Cue the rousing John Williams theme tune... Everyone's favourite archaeologist-cum-action-hero is readying to dust off his leather hat and whip once again, as the long-awaited blockbuster Indiana Jones and the Dial of Destiny comes galloping into town (showing in Cineworld cinemas from June 28).

This fifth instalment in the series sees Harrison Ford returning once again as the globetrotting hero, though Dial of Destiny is the first film in the Indiana Jones franchise not to be directed by Steven Spielberg or feature a story by George Lucas. This time, James 'Ford v Ferrari' Mangold took over directorial duties, with a team of writers creating the plotline.

Set during the Space Race of 1969, it sees an ageing Indy and his goddaughter Helena (Fleabag's Phoebe Waller-Bridge) trying to locate a legendary dial that could change the course of history. As we've come to expect from these films, though, they find themselves up against a formidable foe in the shape of Jürgen Voller (Mads Mikkelsen) – a former Nazi now working for NASA.    

Though we have a little while to wait until Indiana Jones and the Dial of Destiny arrives in UK cinemas, the film made its debut at the Cannes Film Festival last night (May 18). So, what did critics make of this much-vaunted new blockbuster? Here's a round-up of what they had to say...



Empire's John Nugent gave the film a healthy four stars out of five, and was particularly blown away by the ending: "The script hints at something wild from the off, but you’re never quite sure it’s going to go that wild," he wrote. "Believe us when we say: it goes that wild.

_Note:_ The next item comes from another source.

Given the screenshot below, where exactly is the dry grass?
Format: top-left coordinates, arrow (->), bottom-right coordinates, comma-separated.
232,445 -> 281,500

It is a true swing for the fences. Dial of Destiny has the kind of final showdown that almost makes the finale of Crystal Skull feel subtle."


Another reviewer to love the movie was Stephanie Bunbury of Deadline. Claiming that "it could give late-vintage Fast and Furious a very, very speedy run for its money when it comes to spectacular (and spectacularly ludicrous) SFX stunts," she concluded: "It's fun; it's wacky; it works."


For Geoffrey Macnab of The Independent, the lead actor was undoubtedly the best thing about the film. "Harrison Ford is the hero of the hour," he wrote. "He never loses either his scowl or his doggedness. He plays even the flimsiest scenes with conviction and dry humour. His performance carries the movie."  


Peter Bradshaw of The Guardian said that Dial of Destiny didn't quite live up to his expectations, but conceded that it was still entertaining. He wrote: "We all sat down to this movie hoping for a resurgence comparable to what JJ Abrams did with The Force Awakens, and if that didn’t exactly happen, it still gets up a storytelling gallop."


As for James Mottram of Radio Times, he felt that there was more to give, but still gave the film the thumbs-up. "Perhaps the film could’ve been more daring – it feels fairly safe," he wrote. "But fans will leave cinemas feeling like their old hero had one final great outing in him."


Finally, the BBC's Nicholas Barber thought the film was perfectly adequate, but not especially memorable. "The good news is that it isn't a disaster. It's a respectable, competent addition to the series," he opined. "The bad news is that a disaster might have been more worthwhile."